Taylor’s own path would follow that hybrid model. He dropped out of college during his sophomore year to launch his first company, EZ Event, a ticketing platform that grew out of a party promotion business he co-founded with two college friends. After selling the company a few years later, he briefly returned to school—only to leave again, this time for Silicon Valley.
By his mid-20s, Taylor had built a reputation as an executive who knows how to grow a fledgling business rapidly. At 25, he became head of marketing at Sticker Mule, followed by a stint as chief marketing officer at Qualaroo. He went on to co-found several startups, including PopSocial, which he sold at 28, marking his most successful exit.
In 2019, he launched ArtX, a platform designed to support emerging artists, and relocated to New York. That same year, he joined online art marketplace Artsy as chief marketing officer, his first role at an established company.
“I had these small wins with startups, but Artsy was the first really established company that gave me an opportunity to be a part of the C-suite at only 29 years old,” he said. “That was a huge game changer, because it gave me the credibility to build at scale and a true global international business.”
At Artsy, Taylor helped grow its revenue by 150 percent in one year. In April 2022, he was named one of Forbes’ top 50 most entrepreneurial CMOs. A subsequent Financial Times profile further elevated his visibility—and caught the attention of Kickstarter.
When Taylor was approached to lead the crowdfunding platform in 2022, the business was struggling. Revenue had been declining by roughly 20 percent annually, and Kickstarter was steadily losing ground to competitor Indiegogo.

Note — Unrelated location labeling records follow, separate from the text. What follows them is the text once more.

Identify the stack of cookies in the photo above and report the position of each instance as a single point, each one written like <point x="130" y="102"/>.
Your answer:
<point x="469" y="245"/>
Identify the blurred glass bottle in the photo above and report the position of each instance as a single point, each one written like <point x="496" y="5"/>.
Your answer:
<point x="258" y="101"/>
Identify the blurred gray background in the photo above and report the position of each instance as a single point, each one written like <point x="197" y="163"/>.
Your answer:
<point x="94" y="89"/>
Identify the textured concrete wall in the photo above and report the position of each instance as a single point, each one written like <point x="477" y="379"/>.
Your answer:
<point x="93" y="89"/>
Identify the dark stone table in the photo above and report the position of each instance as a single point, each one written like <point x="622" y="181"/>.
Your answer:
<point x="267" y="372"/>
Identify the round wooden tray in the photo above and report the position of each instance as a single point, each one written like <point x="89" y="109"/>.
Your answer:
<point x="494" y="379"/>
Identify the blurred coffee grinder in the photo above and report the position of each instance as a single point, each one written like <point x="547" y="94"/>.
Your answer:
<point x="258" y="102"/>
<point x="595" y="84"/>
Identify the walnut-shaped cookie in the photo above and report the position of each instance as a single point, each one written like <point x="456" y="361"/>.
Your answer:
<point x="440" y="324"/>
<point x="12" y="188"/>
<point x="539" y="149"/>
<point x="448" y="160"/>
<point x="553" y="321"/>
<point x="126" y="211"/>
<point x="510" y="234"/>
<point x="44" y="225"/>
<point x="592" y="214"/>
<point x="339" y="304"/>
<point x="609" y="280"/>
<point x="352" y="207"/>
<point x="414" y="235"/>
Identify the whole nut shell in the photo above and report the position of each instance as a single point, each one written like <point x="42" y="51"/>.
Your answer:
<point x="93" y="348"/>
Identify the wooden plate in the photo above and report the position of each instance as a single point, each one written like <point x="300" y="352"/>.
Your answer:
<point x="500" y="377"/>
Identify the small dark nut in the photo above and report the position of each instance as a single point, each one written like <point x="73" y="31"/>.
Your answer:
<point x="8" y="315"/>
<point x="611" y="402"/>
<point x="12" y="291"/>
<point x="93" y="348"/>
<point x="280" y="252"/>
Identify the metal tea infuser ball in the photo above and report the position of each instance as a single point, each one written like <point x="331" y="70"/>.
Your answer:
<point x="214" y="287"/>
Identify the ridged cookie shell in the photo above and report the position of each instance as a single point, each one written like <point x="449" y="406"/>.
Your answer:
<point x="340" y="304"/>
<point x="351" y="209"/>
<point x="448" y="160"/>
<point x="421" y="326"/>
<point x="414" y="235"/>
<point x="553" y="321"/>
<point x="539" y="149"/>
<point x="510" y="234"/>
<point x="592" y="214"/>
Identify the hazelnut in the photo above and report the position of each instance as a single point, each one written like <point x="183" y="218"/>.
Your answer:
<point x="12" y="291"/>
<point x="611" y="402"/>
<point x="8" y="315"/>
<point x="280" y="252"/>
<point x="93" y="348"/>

Taylor’s strategy centered on refocusing Kickstarter around its core strength: community-driven discovery. Unlike traditional fundraising platforms, Kickstarter does not rely on equity financing. Instead, it allows creators to raise money directly from supporters. The platform makes money from a 5 percent commission on funds raised and payment processing fees.
Taylor leaned into what he describes as “matching niche projects with niche backers” by prioritizing quality, curation and creator storytelling over scale-at-all-costs growth. The overlap between creators and backers (many users participate as both) became a key advantage in rebuilding network effects. He also doubled down on Kickstarter’s identity as a creative ecosystem rather than a transactional marketplace, investing in tools and programming that help creators build audiences, not just raise funds.

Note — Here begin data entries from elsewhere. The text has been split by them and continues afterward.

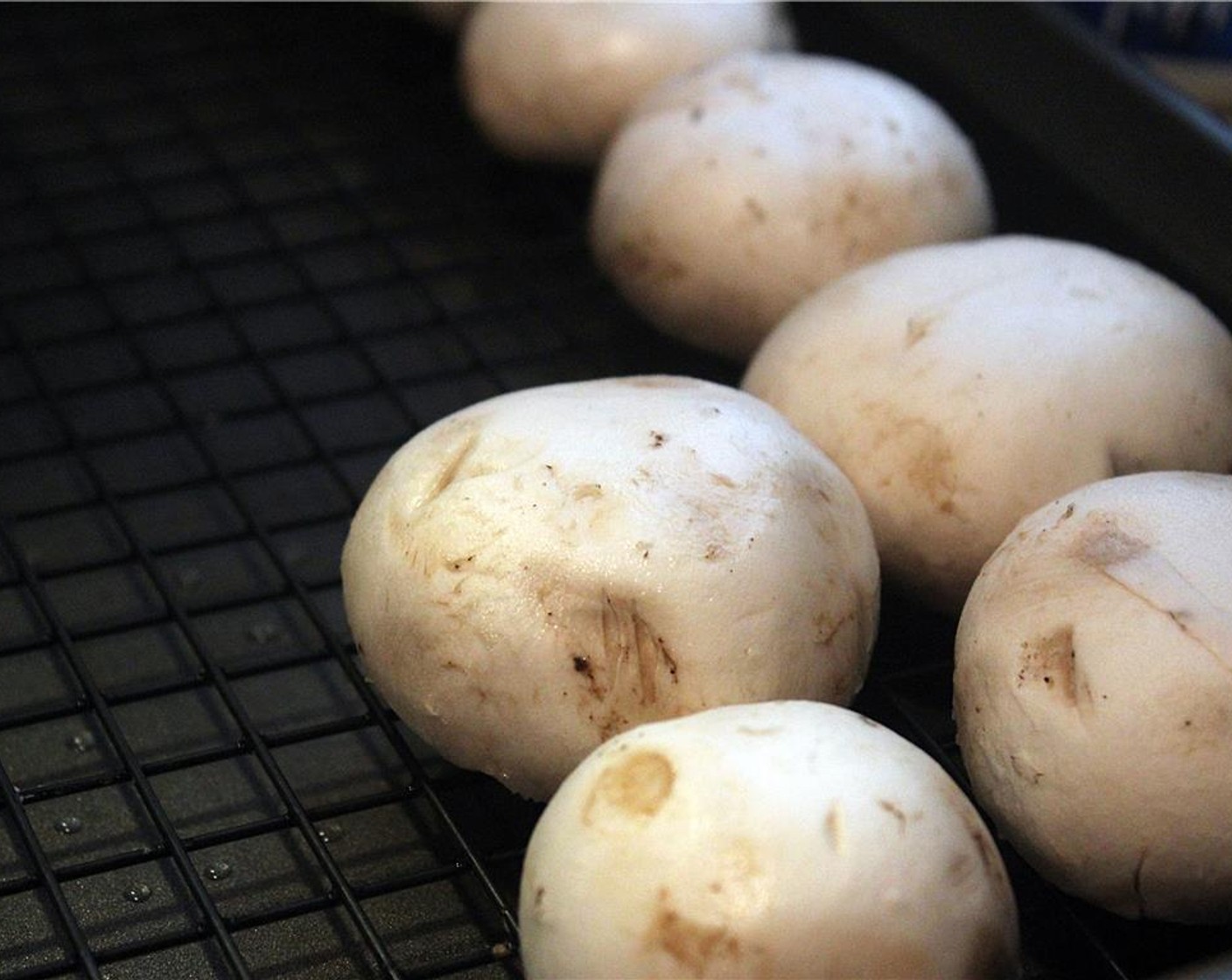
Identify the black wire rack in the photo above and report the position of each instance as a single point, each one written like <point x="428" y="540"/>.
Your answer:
<point x="247" y="252"/>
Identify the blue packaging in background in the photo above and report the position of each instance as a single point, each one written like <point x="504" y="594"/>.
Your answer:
<point x="1188" y="45"/>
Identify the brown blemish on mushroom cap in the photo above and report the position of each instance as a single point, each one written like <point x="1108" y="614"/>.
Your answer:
<point x="1138" y="564"/>
<point x="929" y="461"/>
<point x="1102" y="542"/>
<point x="694" y="944"/>
<point x="1053" y="661"/>
<point x="642" y="256"/>
<point x="636" y="787"/>
<point x="836" y="828"/>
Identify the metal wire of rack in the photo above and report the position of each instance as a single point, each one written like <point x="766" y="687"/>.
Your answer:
<point x="245" y="253"/>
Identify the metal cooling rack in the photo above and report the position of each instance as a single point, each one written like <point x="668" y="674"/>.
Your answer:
<point x="245" y="252"/>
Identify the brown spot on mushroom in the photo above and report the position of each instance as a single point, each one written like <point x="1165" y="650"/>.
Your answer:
<point x="836" y="828"/>
<point x="1136" y="883"/>
<point x="639" y="786"/>
<point x="897" y="813"/>
<point x="696" y="946"/>
<point x="1024" y="769"/>
<point x="828" y="626"/>
<point x="1102" y="542"/>
<point x="1051" y="660"/>
<point x="918" y="327"/>
<point x="642" y="258"/>
<point x="760" y="732"/>
<point x="930" y="466"/>
<point x="465" y="436"/>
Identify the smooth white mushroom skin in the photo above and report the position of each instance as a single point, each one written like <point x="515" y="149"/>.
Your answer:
<point x="553" y="81"/>
<point x="1093" y="693"/>
<point x="736" y="192"/>
<point x="962" y="386"/>
<point x="542" y="570"/>
<point x="787" y="840"/>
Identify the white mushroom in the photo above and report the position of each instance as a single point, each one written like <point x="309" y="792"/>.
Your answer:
<point x="1093" y="693"/>
<point x="962" y="386"/>
<point x="787" y="840"/>
<point x="546" y="569"/>
<point x="733" y="192"/>
<point x="553" y="81"/>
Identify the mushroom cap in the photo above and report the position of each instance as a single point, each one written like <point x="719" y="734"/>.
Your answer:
<point x="1093" y="693"/>
<point x="542" y="570"/>
<point x="553" y="81"/>
<point x="962" y="386"/>
<point x="733" y="192"/>
<point x="788" y="840"/>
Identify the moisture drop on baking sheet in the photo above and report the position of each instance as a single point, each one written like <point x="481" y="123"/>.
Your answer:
<point x="218" y="871"/>
<point x="81" y="742"/>
<point x="331" y="832"/>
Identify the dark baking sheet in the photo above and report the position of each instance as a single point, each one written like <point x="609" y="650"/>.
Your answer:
<point x="245" y="252"/>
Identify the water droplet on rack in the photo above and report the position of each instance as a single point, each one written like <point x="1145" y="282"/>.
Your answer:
<point x="331" y="832"/>
<point x="83" y="741"/>
<point x="264" y="633"/>
<point x="218" y="871"/>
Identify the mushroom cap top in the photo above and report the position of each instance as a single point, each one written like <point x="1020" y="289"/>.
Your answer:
<point x="553" y="81"/>
<point x="1093" y="693"/>
<point x="738" y="189"/>
<point x="963" y="385"/>
<point x="790" y="838"/>
<point x="540" y="570"/>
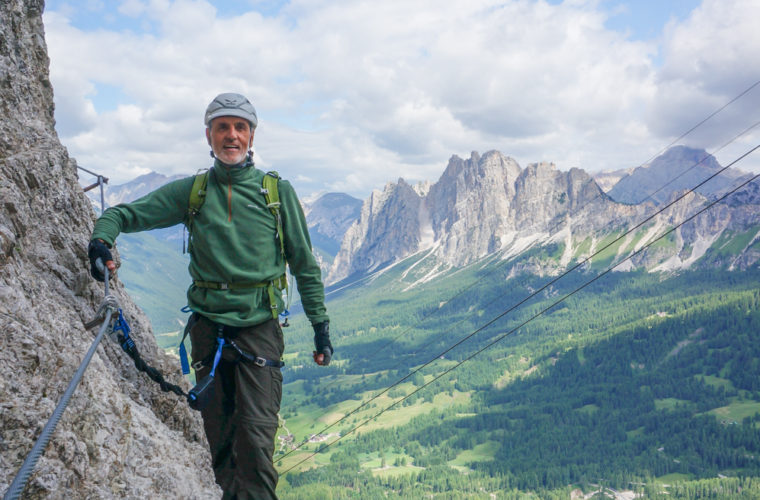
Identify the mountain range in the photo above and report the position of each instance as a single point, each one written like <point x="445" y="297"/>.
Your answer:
<point x="490" y="205"/>
<point x="467" y="363"/>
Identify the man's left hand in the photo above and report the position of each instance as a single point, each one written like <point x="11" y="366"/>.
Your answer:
<point x="324" y="352"/>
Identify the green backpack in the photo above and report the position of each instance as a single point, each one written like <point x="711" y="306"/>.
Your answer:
<point x="268" y="189"/>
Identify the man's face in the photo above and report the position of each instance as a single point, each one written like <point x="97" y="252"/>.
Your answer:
<point x="230" y="138"/>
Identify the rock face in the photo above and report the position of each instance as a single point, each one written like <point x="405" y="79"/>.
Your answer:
<point x="120" y="436"/>
<point x="488" y="205"/>
<point x="678" y="168"/>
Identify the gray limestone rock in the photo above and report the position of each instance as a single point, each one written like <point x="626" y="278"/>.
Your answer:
<point x="120" y="437"/>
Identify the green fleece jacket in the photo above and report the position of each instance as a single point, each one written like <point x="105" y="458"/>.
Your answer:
<point x="233" y="241"/>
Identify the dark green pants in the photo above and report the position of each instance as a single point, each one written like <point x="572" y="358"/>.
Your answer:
<point x="241" y="419"/>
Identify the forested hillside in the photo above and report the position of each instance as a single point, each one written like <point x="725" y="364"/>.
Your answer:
<point x="641" y="382"/>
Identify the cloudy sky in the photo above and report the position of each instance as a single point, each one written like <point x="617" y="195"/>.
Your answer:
<point x="353" y="94"/>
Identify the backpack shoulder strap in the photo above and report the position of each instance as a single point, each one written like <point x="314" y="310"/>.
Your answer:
<point x="269" y="189"/>
<point x="197" y="197"/>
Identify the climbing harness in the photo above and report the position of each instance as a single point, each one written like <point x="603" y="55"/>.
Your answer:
<point x="200" y="395"/>
<point x="120" y="334"/>
<point x="226" y="349"/>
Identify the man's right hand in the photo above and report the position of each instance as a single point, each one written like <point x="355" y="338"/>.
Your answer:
<point x="100" y="256"/>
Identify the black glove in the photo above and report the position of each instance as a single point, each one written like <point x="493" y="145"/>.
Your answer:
<point x="324" y="351"/>
<point x="99" y="251"/>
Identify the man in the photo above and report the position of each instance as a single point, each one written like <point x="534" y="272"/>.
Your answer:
<point x="237" y="262"/>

Since Taylor took over, Kickstarter has regained dominance in its category, capturing an estimated 98 percent of Indiegogo’s market share, according to Taylor. In 2025, the company reported revenue growth of 50 percent year-over-year.

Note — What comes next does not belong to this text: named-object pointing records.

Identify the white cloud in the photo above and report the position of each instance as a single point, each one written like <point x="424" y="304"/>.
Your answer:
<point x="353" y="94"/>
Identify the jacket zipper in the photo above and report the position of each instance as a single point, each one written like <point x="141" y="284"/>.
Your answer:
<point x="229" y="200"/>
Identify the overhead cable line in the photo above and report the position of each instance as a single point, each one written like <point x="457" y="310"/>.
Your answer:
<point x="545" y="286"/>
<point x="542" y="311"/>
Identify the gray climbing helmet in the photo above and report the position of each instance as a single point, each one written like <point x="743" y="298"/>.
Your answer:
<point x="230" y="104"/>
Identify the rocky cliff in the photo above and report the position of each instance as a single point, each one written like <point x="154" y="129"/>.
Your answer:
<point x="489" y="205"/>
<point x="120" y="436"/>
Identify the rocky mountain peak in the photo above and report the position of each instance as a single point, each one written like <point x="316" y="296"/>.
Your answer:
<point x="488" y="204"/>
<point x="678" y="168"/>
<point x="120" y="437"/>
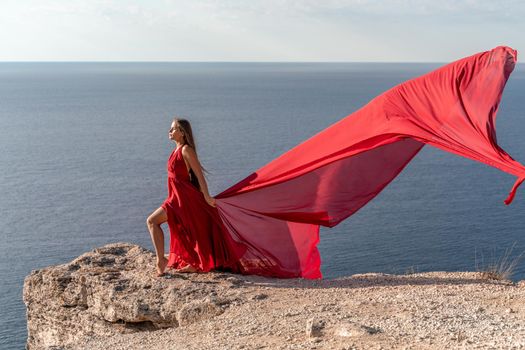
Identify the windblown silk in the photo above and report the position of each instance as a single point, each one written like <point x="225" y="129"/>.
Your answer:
<point x="275" y="212"/>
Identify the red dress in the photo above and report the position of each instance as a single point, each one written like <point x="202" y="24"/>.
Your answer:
<point x="270" y="220"/>
<point x="197" y="235"/>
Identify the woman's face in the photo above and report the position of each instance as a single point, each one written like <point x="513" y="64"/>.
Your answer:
<point x="175" y="133"/>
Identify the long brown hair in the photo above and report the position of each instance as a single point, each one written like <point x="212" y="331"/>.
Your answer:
<point x="185" y="128"/>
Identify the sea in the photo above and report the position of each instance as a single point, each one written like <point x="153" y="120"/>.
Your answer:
<point x="83" y="151"/>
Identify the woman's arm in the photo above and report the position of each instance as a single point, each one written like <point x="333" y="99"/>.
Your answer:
<point x="191" y="157"/>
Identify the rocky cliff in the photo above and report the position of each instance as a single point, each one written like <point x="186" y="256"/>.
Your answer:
<point x="110" y="299"/>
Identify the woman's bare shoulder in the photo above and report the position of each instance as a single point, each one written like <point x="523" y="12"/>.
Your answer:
<point x="187" y="150"/>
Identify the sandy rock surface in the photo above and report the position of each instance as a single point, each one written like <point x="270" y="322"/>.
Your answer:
<point x="110" y="299"/>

For Taylor, the mission is also deeply personal. Having built his own companies without venture capital, he remains acutely aware of the structural barriers facing underrepresented founders.
“I never tried to [raise venture capital]. I knew what it was like out there for me as a Black founder,” he said. “So I focused on building companies that I could get to profitability pretty fast. I didn’t go after the biggest ideas because I didn’t feel like I would get funded.”
“I started my first company almost 20 years ago. It doesn’t feel like things are much better than it was even back then,” he added. Black founders received only about 0.4 percent of U.S. venture capital in 2024, sharply down from its 1.3 percent peak in 2021.
Taylor sees Kickstarter as an alternative funding pathway less constrained by traditional gatekeepers. “We want to make sure that you know founders have the opportunity to be successful on our platform, no matter what their background,” he said.
That commitment also extends internally. Today, all six members of Kickstarter’s executive team are people of color, and half are women.